Standardized control unit and microcode layout

HISTORY

Complex digital circuits can be described in different ways for the purpose of (re) creating them in FPGAs. One way that was curiously absent is the practice of microcoding. Looking at the history of computing in the last 70 years, this approach has been very popular for all sorts of devices from custom controllers to CPUs. This article describes the history of microcoding and its applications very well:

https://people.cs.clemson.edu/~mark/uprog.html

Coming to the era of particular interest to retrocomputing hobbyists (60, 70ies and 80ies), microcoding was extremely widespread technique. Most minis and mainframes of the era used it,for example PDP-11:

https://ia801908.us.archive.org/12/items/bitsavers_decpdp1111codeListingApr81_5149506/EY-C3012-RB-001_Microcode_Listing_Apr81.pdf

When the microprocessor revolution started, some of the early 8-bit CPUs were using "random logic" to implement their control unit (6502, Z80, 1802), but in order to build something more flexible and faster, microcoding was the only game in town. One could almost say that the microcoding was the standard "programmable logic" way of the day, just as today FPGAs are.

One company in particular made fame and fortune using microcoding: AMD. The Am29xx family of devices was the way to create custom CPUs and controllers, or re-create minis from previous era and shrink them from small cabinet to a single PCB. Alternatively, well-known CPUs could be recreated but much faster. For example:

https://en.wikipedia.org/wiki/Microcodehttps://en.wikichip.org/w/images/7/76/An_Emulation_of_the_Am9080A.pdf

(note: based on the well documented design above, I coded it in VHDL and got 8080 monitor to run, see link in main project page)

Once the complexity of single - chip CPUs rose, microcoding again gained prominence, and is present from the first iterations of 68k and 8086 processor families until now (for example, description of 68k microcode: https://sci-hub.st/https://doi.org/10.1145/1014198.804299 )

HELPFUL ANALOGY

The problem is, so many variations of microcoding design obfuscate the beautiful simplicity of it all, which essentially boils down to:

That's right:

- the circumference of the cylinder is the depth of the microcode memory - the bigger it is the more complex the tune / instruction set. However it is always limited and hard-coded (unless one replaces the cyclinder, which is also possible in microcoding)

- the length of the cylinder determines the complexity of the design - more "notes" can be played at the same time (inherent parallelism)

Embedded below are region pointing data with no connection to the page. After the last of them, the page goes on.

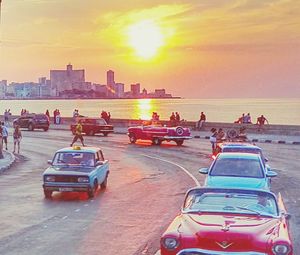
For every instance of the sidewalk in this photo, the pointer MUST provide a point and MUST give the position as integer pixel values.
(263, 138)
(7, 161)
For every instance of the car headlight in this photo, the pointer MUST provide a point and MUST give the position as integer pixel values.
(83, 179)
(281, 249)
(50, 179)
(170, 243)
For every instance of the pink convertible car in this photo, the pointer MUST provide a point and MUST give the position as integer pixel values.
(158, 134)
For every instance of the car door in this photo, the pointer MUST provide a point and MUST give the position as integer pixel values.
(102, 166)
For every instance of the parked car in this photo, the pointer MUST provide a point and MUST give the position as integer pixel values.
(76, 169)
(242, 170)
(158, 134)
(33, 121)
(92, 126)
(217, 221)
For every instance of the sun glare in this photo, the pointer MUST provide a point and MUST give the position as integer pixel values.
(145, 38)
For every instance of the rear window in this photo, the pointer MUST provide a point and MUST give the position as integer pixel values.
(239, 167)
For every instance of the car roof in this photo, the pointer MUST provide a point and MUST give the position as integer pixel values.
(79, 149)
(237, 155)
(241, 145)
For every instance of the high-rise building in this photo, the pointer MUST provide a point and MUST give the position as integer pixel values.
(110, 82)
(135, 90)
(66, 80)
(119, 87)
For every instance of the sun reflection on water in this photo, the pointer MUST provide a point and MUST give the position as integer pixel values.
(143, 109)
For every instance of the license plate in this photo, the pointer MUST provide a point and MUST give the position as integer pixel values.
(65, 189)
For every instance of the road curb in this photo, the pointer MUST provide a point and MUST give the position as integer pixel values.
(8, 164)
(258, 140)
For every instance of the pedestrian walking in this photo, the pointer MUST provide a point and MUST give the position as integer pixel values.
(17, 135)
(261, 122)
(78, 134)
(213, 139)
(4, 134)
(201, 121)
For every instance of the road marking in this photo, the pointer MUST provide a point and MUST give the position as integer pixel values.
(181, 167)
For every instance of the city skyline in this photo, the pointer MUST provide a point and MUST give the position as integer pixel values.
(213, 49)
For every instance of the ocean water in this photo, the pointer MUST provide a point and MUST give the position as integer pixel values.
(277, 111)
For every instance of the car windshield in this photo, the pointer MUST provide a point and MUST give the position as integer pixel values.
(258, 203)
(74, 159)
(239, 167)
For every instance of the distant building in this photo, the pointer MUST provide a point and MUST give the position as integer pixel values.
(67, 80)
(110, 81)
(119, 90)
(135, 90)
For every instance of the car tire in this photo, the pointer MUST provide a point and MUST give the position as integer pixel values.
(179, 131)
(30, 127)
(91, 132)
(179, 142)
(92, 191)
(156, 141)
(48, 194)
(103, 185)
(132, 138)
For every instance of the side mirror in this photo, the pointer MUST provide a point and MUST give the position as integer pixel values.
(271, 174)
(203, 171)
(99, 163)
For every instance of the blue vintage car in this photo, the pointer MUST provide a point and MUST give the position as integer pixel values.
(76, 169)
(238, 170)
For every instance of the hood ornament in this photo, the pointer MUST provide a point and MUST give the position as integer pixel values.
(224, 245)
(225, 227)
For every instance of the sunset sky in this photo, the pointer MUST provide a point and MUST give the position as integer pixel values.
(194, 49)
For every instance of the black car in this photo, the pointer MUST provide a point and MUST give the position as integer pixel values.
(91, 126)
(33, 121)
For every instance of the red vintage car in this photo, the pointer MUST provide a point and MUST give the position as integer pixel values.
(217, 221)
(158, 134)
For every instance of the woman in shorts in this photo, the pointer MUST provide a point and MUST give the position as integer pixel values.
(17, 138)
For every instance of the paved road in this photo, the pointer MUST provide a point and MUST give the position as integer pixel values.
(143, 196)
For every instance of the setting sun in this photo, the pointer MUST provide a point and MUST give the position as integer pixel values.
(145, 38)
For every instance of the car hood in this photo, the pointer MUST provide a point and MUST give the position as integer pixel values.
(236, 182)
(228, 232)
(53, 170)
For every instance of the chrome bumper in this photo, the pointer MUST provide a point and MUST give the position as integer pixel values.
(207, 252)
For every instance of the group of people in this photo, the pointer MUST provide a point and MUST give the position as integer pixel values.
(244, 119)
(17, 136)
(106, 116)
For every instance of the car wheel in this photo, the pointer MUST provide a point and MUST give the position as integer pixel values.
(30, 127)
(156, 141)
(132, 138)
(179, 142)
(104, 183)
(179, 130)
(91, 132)
(48, 194)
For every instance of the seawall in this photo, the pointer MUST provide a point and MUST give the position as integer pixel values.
(293, 130)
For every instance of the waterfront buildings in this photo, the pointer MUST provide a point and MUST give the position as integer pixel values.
(70, 83)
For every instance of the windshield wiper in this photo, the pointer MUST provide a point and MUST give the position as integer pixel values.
(247, 209)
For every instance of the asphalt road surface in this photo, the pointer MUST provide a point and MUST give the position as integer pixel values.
(146, 187)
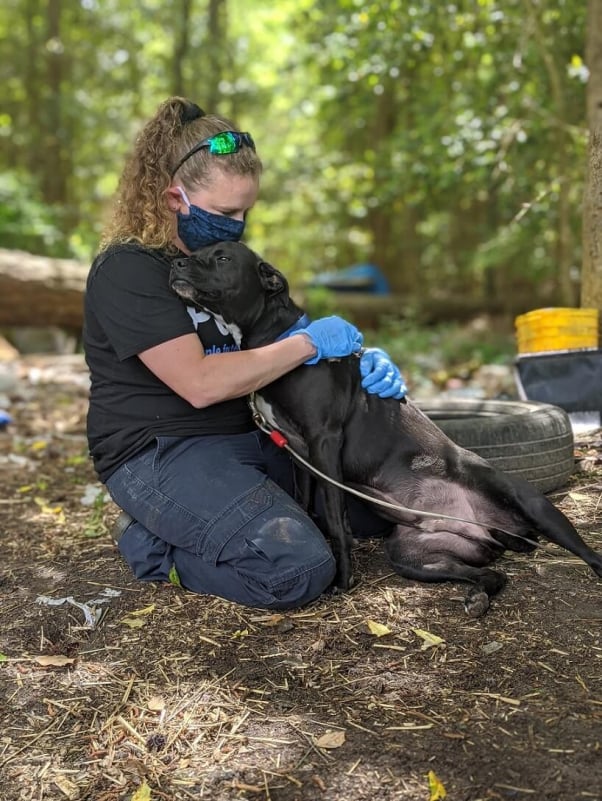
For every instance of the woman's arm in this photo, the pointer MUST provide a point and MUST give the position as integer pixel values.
(203, 380)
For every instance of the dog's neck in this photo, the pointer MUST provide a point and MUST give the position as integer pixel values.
(278, 324)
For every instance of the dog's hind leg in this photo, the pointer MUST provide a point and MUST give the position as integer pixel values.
(427, 558)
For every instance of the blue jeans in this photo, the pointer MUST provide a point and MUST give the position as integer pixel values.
(219, 509)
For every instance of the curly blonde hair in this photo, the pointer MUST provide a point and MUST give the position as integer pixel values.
(140, 212)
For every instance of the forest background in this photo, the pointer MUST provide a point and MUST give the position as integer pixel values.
(444, 142)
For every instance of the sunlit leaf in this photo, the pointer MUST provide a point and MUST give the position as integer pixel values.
(146, 611)
(53, 660)
(330, 739)
(173, 576)
(436, 788)
(378, 629)
(430, 640)
(142, 793)
(133, 622)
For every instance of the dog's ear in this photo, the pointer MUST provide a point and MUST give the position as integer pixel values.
(272, 279)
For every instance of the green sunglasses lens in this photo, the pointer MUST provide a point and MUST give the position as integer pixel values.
(224, 143)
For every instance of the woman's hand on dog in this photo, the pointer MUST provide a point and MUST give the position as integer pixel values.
(380, 376)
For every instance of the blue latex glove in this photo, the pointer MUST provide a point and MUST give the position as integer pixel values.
(380, 376)
(332, 337)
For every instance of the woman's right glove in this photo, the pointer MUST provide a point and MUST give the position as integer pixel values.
(332, 337)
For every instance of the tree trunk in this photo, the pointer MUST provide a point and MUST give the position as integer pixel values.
(181, 46)
(40, 291)
(591, 275)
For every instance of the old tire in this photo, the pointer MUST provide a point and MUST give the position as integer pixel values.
(526, 439)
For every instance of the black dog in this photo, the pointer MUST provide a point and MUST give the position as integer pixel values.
(386, 449)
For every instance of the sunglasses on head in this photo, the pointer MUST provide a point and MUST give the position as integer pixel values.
(221, 144)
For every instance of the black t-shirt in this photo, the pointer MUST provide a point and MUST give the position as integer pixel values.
(129, 308)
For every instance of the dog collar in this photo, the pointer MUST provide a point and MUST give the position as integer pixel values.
(302, 322)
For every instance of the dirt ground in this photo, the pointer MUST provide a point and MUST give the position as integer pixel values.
(387, 692)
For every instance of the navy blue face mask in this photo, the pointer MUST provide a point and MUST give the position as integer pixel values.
(199, 228)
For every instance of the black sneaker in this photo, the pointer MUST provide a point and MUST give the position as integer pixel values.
(122, 523)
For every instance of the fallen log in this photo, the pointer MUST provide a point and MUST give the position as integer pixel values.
(41, 291)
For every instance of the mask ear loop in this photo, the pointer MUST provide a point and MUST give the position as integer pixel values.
(184, 196)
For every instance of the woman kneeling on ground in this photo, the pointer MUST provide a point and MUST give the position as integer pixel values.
(206, 496)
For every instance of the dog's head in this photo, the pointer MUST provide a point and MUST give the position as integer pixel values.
(229, 280)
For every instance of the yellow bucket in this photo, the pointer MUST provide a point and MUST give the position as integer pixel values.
(557, 329)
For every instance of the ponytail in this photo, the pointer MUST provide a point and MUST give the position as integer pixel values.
(140, 212)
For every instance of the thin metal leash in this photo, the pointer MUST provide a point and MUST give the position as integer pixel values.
(281, 441)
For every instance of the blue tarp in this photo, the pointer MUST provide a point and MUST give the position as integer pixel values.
(357, 278)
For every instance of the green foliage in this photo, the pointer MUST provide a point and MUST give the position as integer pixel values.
(444, 142)
(420, 350)
(26, 222)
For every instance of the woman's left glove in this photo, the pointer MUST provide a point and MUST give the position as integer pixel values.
(380, 376)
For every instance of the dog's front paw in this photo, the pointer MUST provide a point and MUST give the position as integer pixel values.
(341, 584)
(476, 603)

- turning the crank faster is equivalent to increasing the execution frequency of the microinstruction, up to the point where the vibrating metal cannot return to the neutral position to play the right tune any more (meaning that the cycle is faster than the latency paths in the system)

The only missing part in the picture above would be the ability to disengage the cylinder, rotate to a specific start position ("entry point of instruction execution"), then engage and play to some other rotation point for a complete analogy.

DESIGN FOR SIMPLICITY

To capture the simplicity, I opted for a parametric design design pattern where the structure is always the same but its characteristics can be varied widely using parameters U, V, W, S, C. These parameters are given as microcode compiler statements. Let's look at the those:

.code U, W ..

.mapper V, U ...

.controller S

. if C ...

.then U

.else U

This will generate:

mapper memory with V address lines (2^V words) and width U
code memory with U address lines (2^U words == circumference of cylinder above) and width W (length of cylinder above)
microprogram controller with S microprogram counters ("stack"), which can:
- select from 2^C conditions
- branch to U - 4 locations in the code memory
- execute following 4 special instructions: next, repeat, return, fork

Here is a schematic representation rendered using highly sophisticated state of the art tools:

The constraints of parameters are:

Given that 2U + C bits will be consumed by the microprogram controller, that means W > (2U + C) to leave at least some useful control bits to drive the design
The mapper memory address is usually directly connected to the output of "instruction register" - which means that V <= [instruction register width].
Meaningful U is >= 4 (yes, 16 micro-instructions are sufficient for some simple designs)
Meaningful C is >= 2 (4 conditions, true, false and two additional ones)
V can be 0 (some designs don't need any mapper)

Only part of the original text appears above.